Joe Serafini, a CLO Academy alum, led a spirited song representing his TV series, “High School Musical: The Musical: The Series.”
Serafini then launched into WE’RE ALL IN THIS TOGETHER with the CLO and Teen Ensemble, complete with gold pompoms and Serafini bounding blissfully about the stage and getting the audience clapping to the beat.
Late in the program came the tribute to one of CLO”s biggest Broadway triumphs, AN AMERICAN IN PARIS. Co-produced by Van Kaplan, the show won four Tony Awards and made a Broadway star of ballet dancer Robbie Fairchild. When the world was shut down last year, Fairchild started a floral arrangement business, boo.kay, and produced a few dance videos, too.
Allison Walsh and Robbie Fairchild perform the pas de deux from “An American in Paris.”
On Wednesday night, he was back on stage in the Gene Kelly role of Jerry Mulligan dancing Christopher Wheeldon’s breathtakingly romantic AMERICAN IN PARIS pas de deux with Allison Walsh.
In a parade of showstoppers, the AMERICAN IN PARIS sequence was well worth the wait. Broadway costar von Essen and Manu Narayan joined in on other Gershwin tunes. Fairchild’s spinning leap put an exclamation point on the performance.
A dream team of Manu Narayan, Robbie Fairchild and Max von Essen rehearse Gershwin numbers from the CLO-produced musical “An American in Paris.”
A word here about the immensely talented von Essen, whom I first saw on a CLO stage.
Listening to von Essen deliver on three songs — THE DRINKING SONG (THE STUDENT PRINCE); OH WHAT A BEAUTIFUL MORNING and his big number from AAIP, I’LL BUILD A STAIRWAY TO PARADISE — made me frustrated anew that the filmed version of AN AMERICAN IN PARIS is of the London production. Overseas, the musical also starred Fairchild and Leanne Cope but had a different supporting cast than the brilliant Broadway group. Prohibitive costs and union agreements aside, I want everyone to see original Broadway cast members such as von Essen and Brandon Uranowitz, and Billy Porter and Stark Sands in “Kinky Boots,” for that matter.
But I digress. Such memorable performances also are a reminder that we were witnessing something that only live theater can deliver — a singular, exclusive moment to treasure.

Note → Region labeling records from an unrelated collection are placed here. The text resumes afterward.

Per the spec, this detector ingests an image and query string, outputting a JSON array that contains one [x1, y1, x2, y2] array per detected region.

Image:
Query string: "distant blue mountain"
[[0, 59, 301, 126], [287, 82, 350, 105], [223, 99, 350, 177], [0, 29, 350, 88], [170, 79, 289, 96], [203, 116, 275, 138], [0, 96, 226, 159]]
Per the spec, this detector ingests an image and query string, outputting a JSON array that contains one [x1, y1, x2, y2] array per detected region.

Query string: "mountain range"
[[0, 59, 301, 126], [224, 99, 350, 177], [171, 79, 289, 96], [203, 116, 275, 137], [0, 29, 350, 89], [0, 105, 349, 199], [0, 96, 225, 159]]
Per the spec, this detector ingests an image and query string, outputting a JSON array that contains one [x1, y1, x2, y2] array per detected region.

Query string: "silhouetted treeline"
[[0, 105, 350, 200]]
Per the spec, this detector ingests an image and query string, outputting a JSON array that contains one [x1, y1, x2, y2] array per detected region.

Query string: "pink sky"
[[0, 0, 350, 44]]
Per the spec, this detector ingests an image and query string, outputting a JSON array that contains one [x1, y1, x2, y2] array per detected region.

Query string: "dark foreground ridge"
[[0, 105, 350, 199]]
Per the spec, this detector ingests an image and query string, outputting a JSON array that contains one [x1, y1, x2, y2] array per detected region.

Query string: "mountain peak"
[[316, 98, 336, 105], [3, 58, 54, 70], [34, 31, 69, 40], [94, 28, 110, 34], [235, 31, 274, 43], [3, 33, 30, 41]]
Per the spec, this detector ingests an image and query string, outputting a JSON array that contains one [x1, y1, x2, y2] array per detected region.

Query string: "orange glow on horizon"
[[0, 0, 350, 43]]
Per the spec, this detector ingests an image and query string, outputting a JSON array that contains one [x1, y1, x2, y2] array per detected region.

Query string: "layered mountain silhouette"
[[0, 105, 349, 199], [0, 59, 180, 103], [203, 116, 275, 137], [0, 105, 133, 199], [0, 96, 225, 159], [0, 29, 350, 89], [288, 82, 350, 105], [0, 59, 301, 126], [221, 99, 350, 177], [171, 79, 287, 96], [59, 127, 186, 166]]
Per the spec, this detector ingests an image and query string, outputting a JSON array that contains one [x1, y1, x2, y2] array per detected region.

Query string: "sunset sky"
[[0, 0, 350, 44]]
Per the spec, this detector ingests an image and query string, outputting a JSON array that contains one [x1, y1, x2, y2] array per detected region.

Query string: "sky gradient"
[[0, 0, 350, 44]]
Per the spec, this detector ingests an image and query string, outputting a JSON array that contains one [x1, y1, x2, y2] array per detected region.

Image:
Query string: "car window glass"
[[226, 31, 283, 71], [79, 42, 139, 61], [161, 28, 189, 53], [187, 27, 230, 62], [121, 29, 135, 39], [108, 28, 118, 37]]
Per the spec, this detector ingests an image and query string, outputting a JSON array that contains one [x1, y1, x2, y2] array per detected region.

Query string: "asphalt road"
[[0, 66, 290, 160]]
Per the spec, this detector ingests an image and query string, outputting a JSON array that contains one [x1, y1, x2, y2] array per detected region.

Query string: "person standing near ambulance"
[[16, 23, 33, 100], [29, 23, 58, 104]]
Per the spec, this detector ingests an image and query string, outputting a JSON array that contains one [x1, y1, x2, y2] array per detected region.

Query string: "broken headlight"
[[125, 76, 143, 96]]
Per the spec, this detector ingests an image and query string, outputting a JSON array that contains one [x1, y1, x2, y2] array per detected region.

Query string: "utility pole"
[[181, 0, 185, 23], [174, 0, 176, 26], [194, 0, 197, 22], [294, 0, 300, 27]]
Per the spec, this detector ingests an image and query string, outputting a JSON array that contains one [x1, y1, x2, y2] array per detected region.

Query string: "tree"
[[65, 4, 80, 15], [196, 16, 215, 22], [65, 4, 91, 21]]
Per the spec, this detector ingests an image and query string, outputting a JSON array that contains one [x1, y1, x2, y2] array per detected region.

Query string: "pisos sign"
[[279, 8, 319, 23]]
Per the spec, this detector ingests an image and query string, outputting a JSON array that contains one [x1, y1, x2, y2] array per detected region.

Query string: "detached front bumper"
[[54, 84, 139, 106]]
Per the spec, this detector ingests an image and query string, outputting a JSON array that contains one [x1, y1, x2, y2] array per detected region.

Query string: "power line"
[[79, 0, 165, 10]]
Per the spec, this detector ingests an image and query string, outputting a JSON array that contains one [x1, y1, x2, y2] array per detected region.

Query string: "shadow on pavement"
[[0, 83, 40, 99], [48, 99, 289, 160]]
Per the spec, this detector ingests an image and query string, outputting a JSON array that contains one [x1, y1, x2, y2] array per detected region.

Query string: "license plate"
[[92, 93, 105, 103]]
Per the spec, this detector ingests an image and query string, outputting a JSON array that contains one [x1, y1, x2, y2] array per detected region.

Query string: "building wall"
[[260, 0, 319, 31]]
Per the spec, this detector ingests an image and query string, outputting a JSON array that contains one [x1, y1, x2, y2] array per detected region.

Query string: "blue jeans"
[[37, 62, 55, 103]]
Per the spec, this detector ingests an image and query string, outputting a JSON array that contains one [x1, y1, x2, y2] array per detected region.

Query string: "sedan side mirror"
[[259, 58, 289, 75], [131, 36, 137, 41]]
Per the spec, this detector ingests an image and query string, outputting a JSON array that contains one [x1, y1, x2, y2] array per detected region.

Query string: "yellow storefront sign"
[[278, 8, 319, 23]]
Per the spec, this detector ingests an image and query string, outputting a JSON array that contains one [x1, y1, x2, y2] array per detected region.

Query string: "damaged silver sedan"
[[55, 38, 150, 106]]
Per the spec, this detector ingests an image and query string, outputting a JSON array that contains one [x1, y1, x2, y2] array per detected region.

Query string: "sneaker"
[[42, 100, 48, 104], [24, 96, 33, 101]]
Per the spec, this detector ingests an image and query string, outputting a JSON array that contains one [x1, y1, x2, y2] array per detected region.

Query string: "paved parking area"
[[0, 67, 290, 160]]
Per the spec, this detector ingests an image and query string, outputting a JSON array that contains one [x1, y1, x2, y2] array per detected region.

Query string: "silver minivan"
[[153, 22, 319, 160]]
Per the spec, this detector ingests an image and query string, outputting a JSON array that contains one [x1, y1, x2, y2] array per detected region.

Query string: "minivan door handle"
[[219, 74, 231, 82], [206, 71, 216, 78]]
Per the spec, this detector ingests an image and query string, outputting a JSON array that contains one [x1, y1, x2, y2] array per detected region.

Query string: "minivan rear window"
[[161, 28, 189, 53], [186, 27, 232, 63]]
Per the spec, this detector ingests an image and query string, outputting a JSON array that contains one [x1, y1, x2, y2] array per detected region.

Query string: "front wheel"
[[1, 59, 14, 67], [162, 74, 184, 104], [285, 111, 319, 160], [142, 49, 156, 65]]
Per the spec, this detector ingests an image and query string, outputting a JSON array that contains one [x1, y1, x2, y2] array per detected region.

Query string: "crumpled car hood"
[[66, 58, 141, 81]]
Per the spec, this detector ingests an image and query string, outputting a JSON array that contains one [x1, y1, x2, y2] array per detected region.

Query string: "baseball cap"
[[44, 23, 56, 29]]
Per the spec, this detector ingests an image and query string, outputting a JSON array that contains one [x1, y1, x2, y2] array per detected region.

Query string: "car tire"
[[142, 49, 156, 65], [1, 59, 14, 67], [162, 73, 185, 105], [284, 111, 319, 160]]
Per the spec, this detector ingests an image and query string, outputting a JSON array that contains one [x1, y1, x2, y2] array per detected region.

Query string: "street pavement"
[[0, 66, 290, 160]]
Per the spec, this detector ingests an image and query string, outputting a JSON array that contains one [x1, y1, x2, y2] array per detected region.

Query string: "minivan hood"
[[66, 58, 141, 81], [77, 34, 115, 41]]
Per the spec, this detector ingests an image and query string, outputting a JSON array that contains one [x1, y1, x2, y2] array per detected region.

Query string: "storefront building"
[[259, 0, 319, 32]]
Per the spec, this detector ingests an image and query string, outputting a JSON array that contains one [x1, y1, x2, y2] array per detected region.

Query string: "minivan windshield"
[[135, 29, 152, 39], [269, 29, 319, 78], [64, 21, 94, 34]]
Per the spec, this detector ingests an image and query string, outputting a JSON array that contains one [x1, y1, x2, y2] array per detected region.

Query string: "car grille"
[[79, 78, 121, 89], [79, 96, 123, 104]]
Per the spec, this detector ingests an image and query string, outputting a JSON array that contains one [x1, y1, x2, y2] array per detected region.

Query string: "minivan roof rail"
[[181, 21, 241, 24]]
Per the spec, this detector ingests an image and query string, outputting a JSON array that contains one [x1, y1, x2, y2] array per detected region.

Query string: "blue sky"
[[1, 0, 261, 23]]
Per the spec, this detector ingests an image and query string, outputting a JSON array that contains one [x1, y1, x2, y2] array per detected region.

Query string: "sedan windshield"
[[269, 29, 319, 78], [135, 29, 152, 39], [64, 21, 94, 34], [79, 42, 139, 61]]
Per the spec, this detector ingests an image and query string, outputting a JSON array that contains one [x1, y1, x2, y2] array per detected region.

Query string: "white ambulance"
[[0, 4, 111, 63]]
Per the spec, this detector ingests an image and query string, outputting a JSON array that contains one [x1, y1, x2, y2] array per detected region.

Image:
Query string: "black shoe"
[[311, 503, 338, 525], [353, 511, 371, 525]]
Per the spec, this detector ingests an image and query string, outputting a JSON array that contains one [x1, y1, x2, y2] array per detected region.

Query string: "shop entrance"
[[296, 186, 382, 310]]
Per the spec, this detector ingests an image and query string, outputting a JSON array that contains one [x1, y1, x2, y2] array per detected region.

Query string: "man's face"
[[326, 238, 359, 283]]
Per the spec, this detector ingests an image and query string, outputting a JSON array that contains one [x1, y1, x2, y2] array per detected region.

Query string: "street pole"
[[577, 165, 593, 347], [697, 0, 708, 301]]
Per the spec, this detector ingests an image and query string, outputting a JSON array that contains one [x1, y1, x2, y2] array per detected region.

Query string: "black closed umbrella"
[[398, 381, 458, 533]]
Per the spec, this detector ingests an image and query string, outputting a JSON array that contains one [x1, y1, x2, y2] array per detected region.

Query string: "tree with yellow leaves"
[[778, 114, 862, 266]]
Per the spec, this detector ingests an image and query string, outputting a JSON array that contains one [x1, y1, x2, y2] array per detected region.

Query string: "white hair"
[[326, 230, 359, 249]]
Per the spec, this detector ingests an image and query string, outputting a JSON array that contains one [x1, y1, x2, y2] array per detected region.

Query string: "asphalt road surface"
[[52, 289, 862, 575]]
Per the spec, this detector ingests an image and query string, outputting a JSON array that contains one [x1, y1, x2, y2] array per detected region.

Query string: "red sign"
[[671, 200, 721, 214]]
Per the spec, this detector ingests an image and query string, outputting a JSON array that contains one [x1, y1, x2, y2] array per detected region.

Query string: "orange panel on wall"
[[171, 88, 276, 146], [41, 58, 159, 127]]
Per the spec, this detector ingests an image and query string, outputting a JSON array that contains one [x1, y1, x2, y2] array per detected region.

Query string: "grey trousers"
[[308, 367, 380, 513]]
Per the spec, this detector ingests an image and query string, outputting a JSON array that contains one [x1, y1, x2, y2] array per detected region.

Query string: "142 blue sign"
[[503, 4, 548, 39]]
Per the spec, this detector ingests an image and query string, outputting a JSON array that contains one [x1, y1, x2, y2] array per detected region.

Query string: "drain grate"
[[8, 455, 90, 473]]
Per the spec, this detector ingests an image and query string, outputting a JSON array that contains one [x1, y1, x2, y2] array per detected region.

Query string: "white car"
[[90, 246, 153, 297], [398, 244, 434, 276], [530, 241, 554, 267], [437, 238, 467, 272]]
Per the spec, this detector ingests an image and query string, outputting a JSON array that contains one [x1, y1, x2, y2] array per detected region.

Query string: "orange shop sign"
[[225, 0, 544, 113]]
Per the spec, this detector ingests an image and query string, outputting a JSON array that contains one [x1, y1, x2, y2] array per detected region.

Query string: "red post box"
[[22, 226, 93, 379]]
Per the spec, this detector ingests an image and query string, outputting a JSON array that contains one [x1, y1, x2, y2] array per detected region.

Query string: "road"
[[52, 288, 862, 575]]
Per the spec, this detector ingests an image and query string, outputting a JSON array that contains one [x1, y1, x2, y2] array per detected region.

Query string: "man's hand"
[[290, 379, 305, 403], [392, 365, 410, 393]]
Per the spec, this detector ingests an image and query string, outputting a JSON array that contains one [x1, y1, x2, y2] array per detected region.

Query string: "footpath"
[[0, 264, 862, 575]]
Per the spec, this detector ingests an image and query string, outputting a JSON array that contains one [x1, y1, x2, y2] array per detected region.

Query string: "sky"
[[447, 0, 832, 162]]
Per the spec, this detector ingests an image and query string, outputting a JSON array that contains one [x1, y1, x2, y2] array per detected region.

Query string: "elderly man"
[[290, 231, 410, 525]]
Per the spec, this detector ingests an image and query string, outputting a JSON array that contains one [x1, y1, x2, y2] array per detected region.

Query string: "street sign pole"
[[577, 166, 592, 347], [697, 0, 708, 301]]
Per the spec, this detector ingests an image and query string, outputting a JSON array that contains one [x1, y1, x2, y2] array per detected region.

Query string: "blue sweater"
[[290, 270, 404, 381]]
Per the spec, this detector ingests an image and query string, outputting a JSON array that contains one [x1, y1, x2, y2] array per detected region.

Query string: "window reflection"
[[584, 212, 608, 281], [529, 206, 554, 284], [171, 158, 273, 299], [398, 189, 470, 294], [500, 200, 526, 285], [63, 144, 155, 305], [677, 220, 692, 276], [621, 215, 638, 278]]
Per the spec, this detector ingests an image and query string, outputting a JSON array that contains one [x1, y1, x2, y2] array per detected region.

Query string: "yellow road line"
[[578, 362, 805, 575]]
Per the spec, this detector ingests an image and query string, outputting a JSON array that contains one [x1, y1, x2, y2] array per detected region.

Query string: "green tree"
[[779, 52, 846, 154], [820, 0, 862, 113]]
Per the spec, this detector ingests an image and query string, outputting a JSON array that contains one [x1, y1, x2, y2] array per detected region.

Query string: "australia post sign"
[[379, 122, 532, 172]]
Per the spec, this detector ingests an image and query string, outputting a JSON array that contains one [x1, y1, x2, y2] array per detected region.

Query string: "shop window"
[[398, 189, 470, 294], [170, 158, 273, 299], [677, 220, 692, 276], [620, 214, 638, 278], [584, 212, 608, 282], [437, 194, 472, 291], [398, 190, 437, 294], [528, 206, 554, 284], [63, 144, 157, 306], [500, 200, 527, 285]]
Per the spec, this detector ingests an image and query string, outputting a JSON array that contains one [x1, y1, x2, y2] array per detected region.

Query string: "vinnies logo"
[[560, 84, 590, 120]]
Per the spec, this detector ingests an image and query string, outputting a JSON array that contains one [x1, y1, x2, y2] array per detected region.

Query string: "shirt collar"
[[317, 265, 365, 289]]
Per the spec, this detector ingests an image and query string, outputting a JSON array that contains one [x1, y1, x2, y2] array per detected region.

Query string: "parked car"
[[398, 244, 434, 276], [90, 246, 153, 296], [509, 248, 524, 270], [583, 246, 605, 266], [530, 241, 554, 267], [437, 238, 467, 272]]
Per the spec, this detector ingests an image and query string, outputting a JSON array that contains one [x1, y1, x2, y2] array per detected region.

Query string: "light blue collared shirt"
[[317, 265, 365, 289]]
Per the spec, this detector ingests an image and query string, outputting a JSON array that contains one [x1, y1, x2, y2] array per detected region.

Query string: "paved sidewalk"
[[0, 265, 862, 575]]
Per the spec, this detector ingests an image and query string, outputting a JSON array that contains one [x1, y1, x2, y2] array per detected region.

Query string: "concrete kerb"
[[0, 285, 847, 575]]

One of the many things the concert did well was to relate each song or medley to CLO’s past 75 years. That includes collaborating to administer the Richard Rodgers Award for Excellence in Musical Theater, last awarded in 2009, to composer Stephen Schwartz,
That led to a series of songs by Rodgers Award winners. Sondheim’s “Putting It Together,” was rendered by Pittsburgh native and BOMBAY DREAMS star Narayan, who was recently seen on Broadway in MY FAIR LADY. Other highlights were Joshua Grosso, CLO’s IN THE HEIGHTS star, dueting with Ali Ewold on A HEART FULL OF LOVE from LES MIZ. And Ewold, Broadway’s recent Christine Daae, on PHANTOM OF THE OPERA’s THINK OF ME.
The finale portion of the show was intended to be from WEST SIDE STORY, but it was cut before the program was printed. Instead, we were treated to the big finish by Burns, the longest-running Elphaba in WICKED’s ongoing Broadway run, belting DEFYING GRAVITY to the heavens.
The show ended with the veteran stars onstage and cheering from the sidelines as the gold-clad Teen Ensemble performed ONE from A CHORUS LINE.
The finale “One,” from “A Chorus Line,” featured the CLO Ensemble and Teen Ensemble from the CLO Academy.
The Broadway/CLO pedigree of talent behind the scenes of this extravaganza includes director/choreographer Baayork Lee, a CHORUS LINE original, and music director James Cunningham. The celebration was conceived by Jason Coll and written by Mary Jane Brennan.
It was pointed out that CLO’s new shows of today may be the hit revivals of the future. Ending the celebration with CLO Academy teens and current stars onstage said as much about the past as it bodes well for a bright future.